If East Bengal’s last two campaigns have felt like a club living in two realities at once, the numbers tell the same story. The men oscillated between revival and relapse, while the women delivered history before being thrust into a harsher continental spotlight.
Across the 2024–25 and early 2025–26 seasons, East Bengal Football Club has lived through silverware, heartbreak, rebuilding and reinvention — often all at the same time.
Hovering over this sporting narrative is a wider uncertainty gripping Indian football itself. With repeated changes in league formats, fluctuating calendars, shifting federation policies and unresolved questions about long-term commercial sustainability, even historic clubs now plan seasons without knowing what the competitive landscape will look like a year later.
For East Bengal, a club that thrives on structure, rivalry and continuity, this instability has meant rebuilding on moving ground — making every cup run and league push feel not just like a sporting challenge, but a fight against administrative unpredictability.
Below are five talking points that capture the combined highs and lows across both men’s and women’s teams.
1) The women set the standard — and raised expectations

The most powerful statement in East Bengal’s recent history came in 2024–25, when the women’s team lifted the Indian Women’s League title, securing the club’s first major national league championship in the women’s game.
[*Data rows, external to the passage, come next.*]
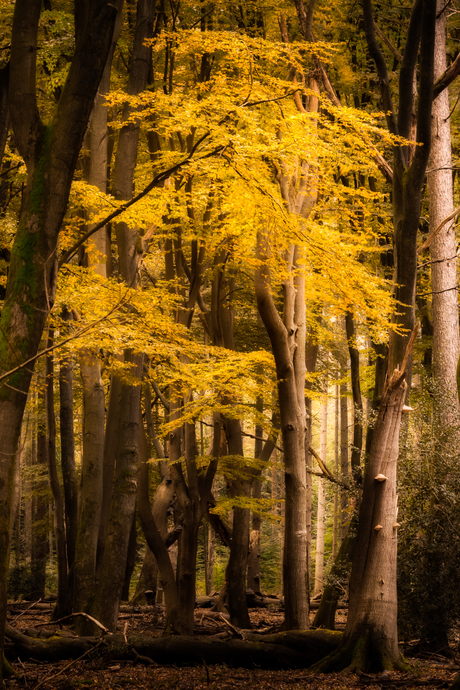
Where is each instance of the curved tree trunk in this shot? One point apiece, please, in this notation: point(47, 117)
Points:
point(370, 641)
point(293, 427)
point(50, 153)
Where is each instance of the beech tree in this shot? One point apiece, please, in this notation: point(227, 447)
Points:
point(50, 150)
point(370, 639)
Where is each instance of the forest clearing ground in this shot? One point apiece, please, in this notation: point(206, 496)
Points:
point(106, 675)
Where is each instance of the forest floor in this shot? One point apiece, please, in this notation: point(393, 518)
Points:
point(427, 672)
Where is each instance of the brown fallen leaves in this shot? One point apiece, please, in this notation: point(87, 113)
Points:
point(109, 675)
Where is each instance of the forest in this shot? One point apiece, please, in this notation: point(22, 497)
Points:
point(229, 332)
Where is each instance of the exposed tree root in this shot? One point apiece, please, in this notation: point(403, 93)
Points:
point(361, 653)
point(285, 650)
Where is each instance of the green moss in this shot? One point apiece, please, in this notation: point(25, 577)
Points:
point(38, 191)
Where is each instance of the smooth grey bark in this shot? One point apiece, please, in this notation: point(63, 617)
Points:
point(91, 484)
point(113, 567)
point(69, 472)
point(443, 249)
point(50, 152)
point(254, 535)
point(156, 543)
point(293, 428)
point(370, 639)
point(321, 510)
point(445, 319)
point(123, 181)
point(357, 398)
point(39, 542)
point(63, 606)
point(344, 516)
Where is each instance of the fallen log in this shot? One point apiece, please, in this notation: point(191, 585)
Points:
point(284, 650)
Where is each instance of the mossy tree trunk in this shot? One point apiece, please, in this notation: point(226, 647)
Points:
point(50, 152)
point(370, 640)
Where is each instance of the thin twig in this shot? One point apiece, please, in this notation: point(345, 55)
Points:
point(25, 610)
point(71, 663)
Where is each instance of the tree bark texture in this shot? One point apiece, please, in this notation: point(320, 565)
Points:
point(293, 426)
point(50, 153)
point(63, 606)
point(112, 571)
point(370, 640)
point(443, 251)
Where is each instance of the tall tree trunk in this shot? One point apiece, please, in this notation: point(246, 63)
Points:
point(69, 472)
point(321, 512)
point(39, 545)
point(91, 486)
point(357, 399)
point(50, 153)
point(293, 428)
point(443, 250)
point(370, 639)
point(445, 318)
point(113, 568)
point(344, 514)
point(254, 536)
point(62, 607)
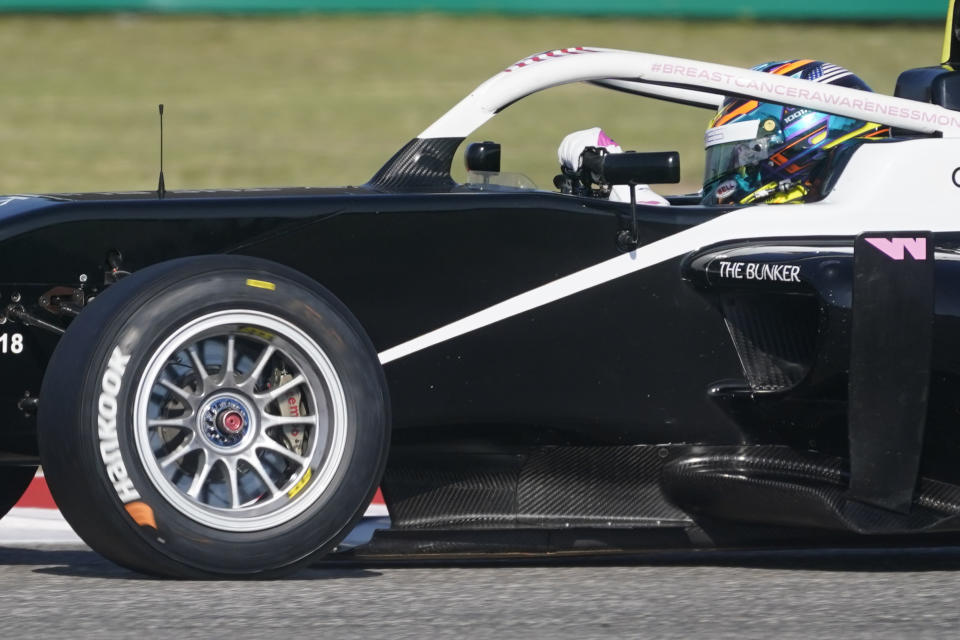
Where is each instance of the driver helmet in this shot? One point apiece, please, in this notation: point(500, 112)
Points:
point(764, 152)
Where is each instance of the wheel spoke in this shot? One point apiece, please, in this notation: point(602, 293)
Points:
point(268, 443)
point(257, 467)
point(201, 477)
point(198, 366)
point(251, 379)
point(268, 420)
point(231, 466)
point(178, 453)
point(182, 393)
point(228, 376)
point(265, 398)
point(180, 422)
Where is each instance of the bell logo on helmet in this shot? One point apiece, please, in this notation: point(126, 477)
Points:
point(107, 427)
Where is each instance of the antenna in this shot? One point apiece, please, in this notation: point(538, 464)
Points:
point(161, 189)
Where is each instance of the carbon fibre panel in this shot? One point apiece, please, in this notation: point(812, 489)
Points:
point(422, 166)
point(546, 487)
point(779, 486)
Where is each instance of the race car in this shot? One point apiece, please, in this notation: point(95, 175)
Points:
point(216, 382)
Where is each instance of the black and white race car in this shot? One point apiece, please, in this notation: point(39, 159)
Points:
point(217, 382)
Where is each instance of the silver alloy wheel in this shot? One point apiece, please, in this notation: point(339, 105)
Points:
point(211, 434)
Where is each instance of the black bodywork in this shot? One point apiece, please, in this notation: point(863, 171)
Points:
point(666, 400)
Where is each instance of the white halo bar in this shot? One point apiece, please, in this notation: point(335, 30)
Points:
point(585, 64)
point(674, 94)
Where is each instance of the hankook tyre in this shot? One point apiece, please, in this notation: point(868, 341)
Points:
point(214, 416)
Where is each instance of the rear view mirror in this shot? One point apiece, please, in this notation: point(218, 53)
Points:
point(483, 156)
point(658, 167)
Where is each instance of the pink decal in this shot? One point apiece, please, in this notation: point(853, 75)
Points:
point(894, 247)
point(603, 140)
point(540, 57)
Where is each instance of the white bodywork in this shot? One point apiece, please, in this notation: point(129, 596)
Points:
point(886, 187)
point(688, 79)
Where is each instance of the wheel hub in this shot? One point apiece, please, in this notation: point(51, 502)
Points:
point(225, 420)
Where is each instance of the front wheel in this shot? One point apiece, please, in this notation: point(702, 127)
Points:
point(230, 418)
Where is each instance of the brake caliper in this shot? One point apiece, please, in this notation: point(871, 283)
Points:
point(290, 407)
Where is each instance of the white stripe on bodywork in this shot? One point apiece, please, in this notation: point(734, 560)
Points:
point(876, 192)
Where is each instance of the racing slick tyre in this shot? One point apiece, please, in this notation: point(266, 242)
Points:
point(13, 483)
point(214, 416)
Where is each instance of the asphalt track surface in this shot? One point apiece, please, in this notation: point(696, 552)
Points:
point(70, 592)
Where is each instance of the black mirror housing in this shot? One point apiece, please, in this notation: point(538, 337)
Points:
point(657, 167)
point(483, 156)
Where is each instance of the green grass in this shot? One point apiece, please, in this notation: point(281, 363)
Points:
point(326, 100)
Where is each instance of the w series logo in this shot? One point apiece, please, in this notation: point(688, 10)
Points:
point(897, 248)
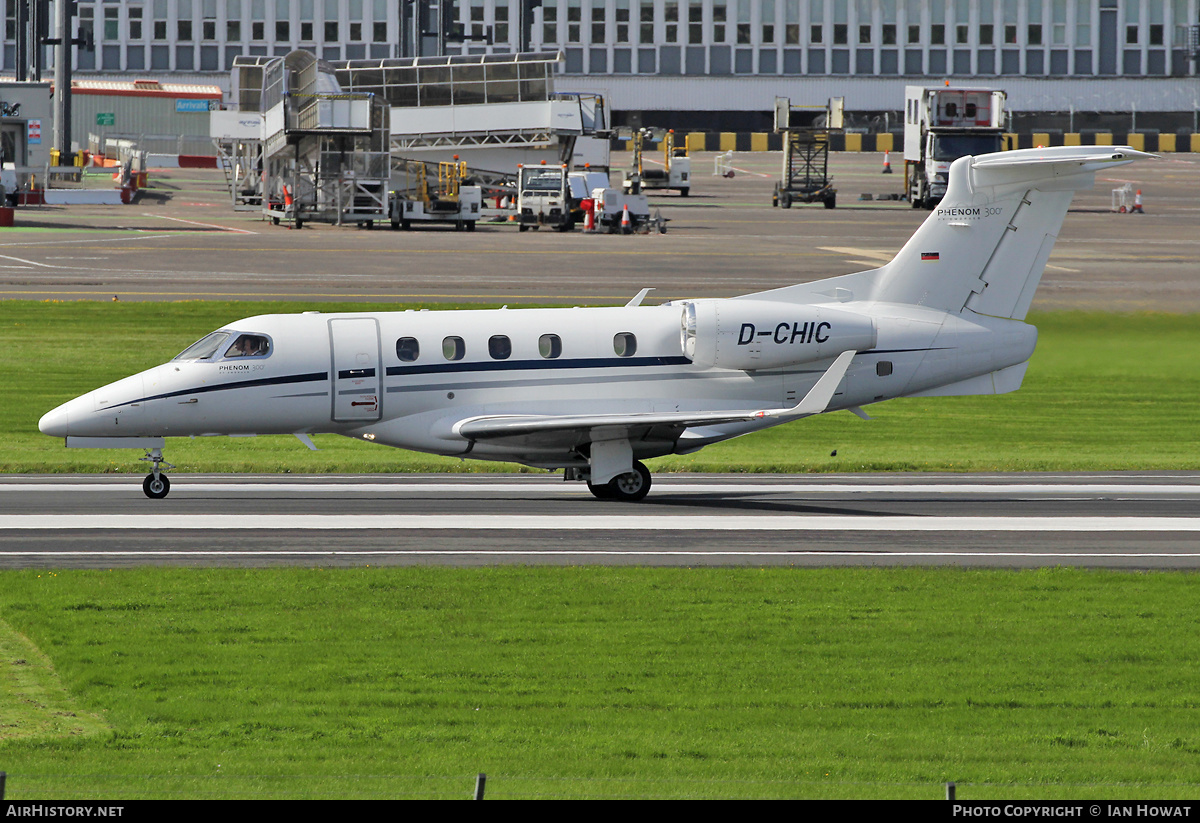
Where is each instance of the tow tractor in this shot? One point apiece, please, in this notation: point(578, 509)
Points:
point(453, 200)
point(676, 172)
point(805, 130)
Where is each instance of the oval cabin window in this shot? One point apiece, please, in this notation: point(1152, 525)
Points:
point(624, 343)
point(408, 349)
point(499, 347)
point(550, 346)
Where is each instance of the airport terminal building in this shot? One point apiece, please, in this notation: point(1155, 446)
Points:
point(701, 64)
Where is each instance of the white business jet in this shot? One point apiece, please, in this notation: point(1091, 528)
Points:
point(594, 391)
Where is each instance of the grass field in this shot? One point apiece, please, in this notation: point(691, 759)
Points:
point(1104, 391)
point(594, 682)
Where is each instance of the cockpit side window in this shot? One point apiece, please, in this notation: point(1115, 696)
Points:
point(204, 348)
point(250, 346)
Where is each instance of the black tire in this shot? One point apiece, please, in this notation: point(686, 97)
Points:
point(600, 492)
point(156, 490)
point(630, 487)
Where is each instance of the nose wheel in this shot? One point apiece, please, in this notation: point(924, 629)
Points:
point(628, 487)
point(156, 485)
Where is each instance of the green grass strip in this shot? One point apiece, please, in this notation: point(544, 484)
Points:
point(592, 682)
point(1103, 392)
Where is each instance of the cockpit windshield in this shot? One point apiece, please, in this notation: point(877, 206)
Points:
point(204, 348)
point(250, 346)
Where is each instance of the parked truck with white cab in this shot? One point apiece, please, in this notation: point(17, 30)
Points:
point(941, 125)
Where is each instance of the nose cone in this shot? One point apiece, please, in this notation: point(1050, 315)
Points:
point(55, 422)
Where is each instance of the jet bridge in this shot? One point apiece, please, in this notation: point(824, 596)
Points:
point(493, 110)
point(805, 131)
point(324, 149)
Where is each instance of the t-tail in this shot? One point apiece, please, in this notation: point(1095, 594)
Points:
point(949, 307)
point(985, 246)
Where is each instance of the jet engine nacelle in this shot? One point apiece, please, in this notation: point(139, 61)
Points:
point(756, 334)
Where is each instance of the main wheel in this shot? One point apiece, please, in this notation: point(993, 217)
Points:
point(630, 487)
point(156, 487)
point(600, 492)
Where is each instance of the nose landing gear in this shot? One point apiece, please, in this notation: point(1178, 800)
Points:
point(156, 485)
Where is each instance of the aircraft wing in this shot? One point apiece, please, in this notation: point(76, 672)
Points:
point(481, 427)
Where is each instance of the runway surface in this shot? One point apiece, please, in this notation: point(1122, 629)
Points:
point(1127, 520)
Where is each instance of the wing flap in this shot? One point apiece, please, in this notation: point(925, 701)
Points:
point(515, 425)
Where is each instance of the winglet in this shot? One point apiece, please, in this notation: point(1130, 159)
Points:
point(639, 298)
point(817, 400)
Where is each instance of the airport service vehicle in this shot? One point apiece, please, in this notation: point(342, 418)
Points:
point(612, 208)
point(545, 198)
point(595, 391)
point(555, 197)
point(451, 200)
point(941, 125)
point(676, 172)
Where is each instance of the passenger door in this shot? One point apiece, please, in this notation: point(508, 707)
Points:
point(358, 386)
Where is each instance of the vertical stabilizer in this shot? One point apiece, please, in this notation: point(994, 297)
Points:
point(985, 246)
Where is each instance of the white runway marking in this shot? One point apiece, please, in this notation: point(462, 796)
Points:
point(183, 486)
point(208, 226)
point(592, 523)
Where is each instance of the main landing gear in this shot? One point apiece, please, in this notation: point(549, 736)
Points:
point(628, 487)
point(156, 485)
It was a season that redefined the red-and-gold identity, driven by disciplined structure and ruthless finishing.
The follow-up campaign in 2025–26 has been equally revealing: winners of the SAFF Club Championship, and participants in the AFC Women’s Champions League. The latter, however, also exposed the next mountain — Asian football demands greater depth, tactical maturity and physical readiness, lessons learned the hard way through heavy defeats.
2) The men’s 2025: trophies at home, turbulence elsewhere

For the men, 2025 reads like two seasons stitched together. The league finish—9th in the ISL —isn’t what the fanbase wants, especially at a club that measures itself in heavyweight terms.
Yet the domestic local “heritage circuit” delivered: Calcutta Football League champions, back to back.
The year’s emotional low points are equally clear: a listed 0–4 defeat to NorthEast United and early exits across cups (Durand QF, Super Cup Ro16), reinforcing the sense that East Bengal often couldn’t carry momentum from one competition to the next.
3) From chaos to continuity

Few clubs can succeed amid constant change, and East Bengal’s 2024–25 managerial carousel made stability elusive. A mid-season reset eventually brought in Óscar Bruzón, and by 2025–26, continuity finally began to replace improvisation.
The appointment of Thangboi Singto as Head of Football marked a structural shift — a sign that East Bengal are now planning beyond individual tournaments, building an ecosystem rather than chasing short-term fixes.
4) Revival, belief — and familiar heartbreak

Early signs from the ongoing season suggest a sharper, more organised East Bengal. Another CFL title, a Durand Cup semi-final, and runner-up finishes in the IFA Shield and Super Cup reflect a side that has rediscovered its cup pedigree.
But the scars remain. Falling just short in multiple finals has reopened a familiar wound: East Bengal are close again — but closeness without conversion does not satisfy a fanbase built on championships.
5) Recruitment signals ambition

Across both teams, recruitment now reflects a club intent on competing nationally and continentally. Prolific foreign forwards, experienced domestic leaders and a clearer retention strategy indicate long-term thinking. The women’s side, in particular, now carry the responsibility of being East Bengal’s benchmark — proof that structured planning can produce silverware.
Verdict
East Bengal are no longer searching for direction — they are searching for dominance. The women have already delivered it domestically. The men are rebuilding the route back.
What lies ahead will depend not only on footballing decisions but also on whether Indian football itself can offer the stability required for giants to rise consistently.
For a club that lives by legacy, the next year is about more than progress. It is about restoring the certainty that once made red-and-gold supremacy inevitable.